Core Essays

03 December 2017

When is Colder Thermal Radiation Incident Upon a Warmer Body?

In my recent articles on thermal radiation physics (here and here), I showed that the consensus physics on thermal radiation is wrong in its belief that black body radiators near one another and in a state of equilibrium emit the same radiation as they would when isolated from one another and surrounded by an environment at T = 0K.  That is, they do not each emit power per unit area as given by the Stefan-Boltzmann Law when they are in the vicinity of one another in a state of equilibrium.

How then is it that one can detect the Cosmic Microwave Background Radiation with a detector at 4K when the Cosmic Microwave Background Radiation is that of a black body radiator at 2.73K?  This might at first blush seem to be an argument against my claims.  It may not be a very sound argument, however, due to the very unusual circumstances of detecting this radiation from gigantic distances and long ago when there could not be an equilibrium condition between the detection location on the Earth and the matter which emitted the radiation.

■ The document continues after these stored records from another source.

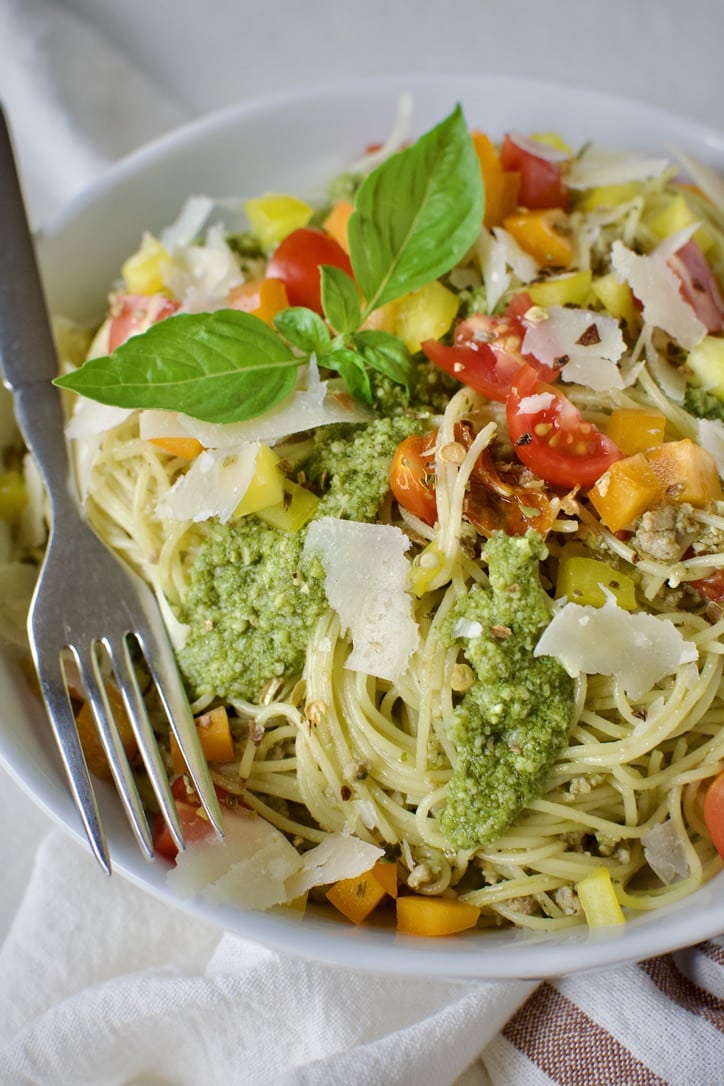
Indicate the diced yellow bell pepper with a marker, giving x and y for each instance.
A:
(627, 489)
(426, 313)
(610, 196)
(215, 737)
(570, 289)
(274, 216)
(675, 215)
(355, 898)
(687, 472)
(267, 485)
(187, 449)
(635, 430)
(142, 273)
(617, 299)
(502, 187)
(544, 234)
(335, 224)
(434, 916)
(582, 580)
(13, 496)
(598, 900)
(706, 362)
(295, 509)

The Cosmic Microwave Background Radiation is believed to be radiation left over from the Big Bang.  The remaining radiation has had little in the universe that can absorb it since the universe cooled to the temperature at which electrons and protons could form hydrogen atoms.  The really long wave radiation left now is not absorbed by hydrogen atoms, which are about all that fill most of the space in the universe.  This microwave background radiation is cooling with time as the universe expands.

This microwave background radiation is now commonly detected by transition edge detectors using the rapid increase in resistance with temperature increase as a superconductor warms through the transition to the normal state at temperatures such as 0.1K.  A map of this background radiation is shown below:



Why does this microwave radiation background not violate my explanation of thermal radiation when it was originally detected by Arno Penzias and Robert Wilson using a detector warmer than 2.73K?  One reason is that this radiation was not emitted from a cooler body to a warmer body.  It is in fact the radiation from much hotter matter and it has been in the form of photons flying about the universe for eons of time.  The Earth did not even exist when this thermal radiation was emitted, so the relative electromagnetic field energy density at the surface of a detector on the Earth to that adjacent to some matter from which this radiation was emitted is not at all in play.  No equilibrium condition between them has ever existed.

Let us take a case of thermal radiation emitted from an actual body in the universe today far from Earth.  Any photons emitted because that body has a temperature higher than that somewhere else in the universe at a particular instant in time could be in flight for a long time.  Let us suppose that the warmer Earth moves into the trajectory of that long ago emitted photon and as a result the photon strikes a warmer detector on Earth.  There is every reason to believe this could happen.

These are two cases where one expects to detect radiation with a lower characteristic black body radiation temperature than a sensor might have on Earth.  Indeed, such radiation can and does bombard our planet.  This does not invalidate the theory on thermal radiation between two bodies in equilibrium with one another that I have presented.  In the context of the Earth's surface emission of infrared radiation and its absorption of infrared radiation emitted by greenhouse gases, colder greenhouse gases do not emit radiation which is absorbed by the Earth's warmer surface.  There is no such back radiation contributing to catastrophic man-made global warming.

Updated 25 March 2018 to emphasize that a cooler body in equilibrium with a warmer body does not emit radiation which is incident upon the warmer body.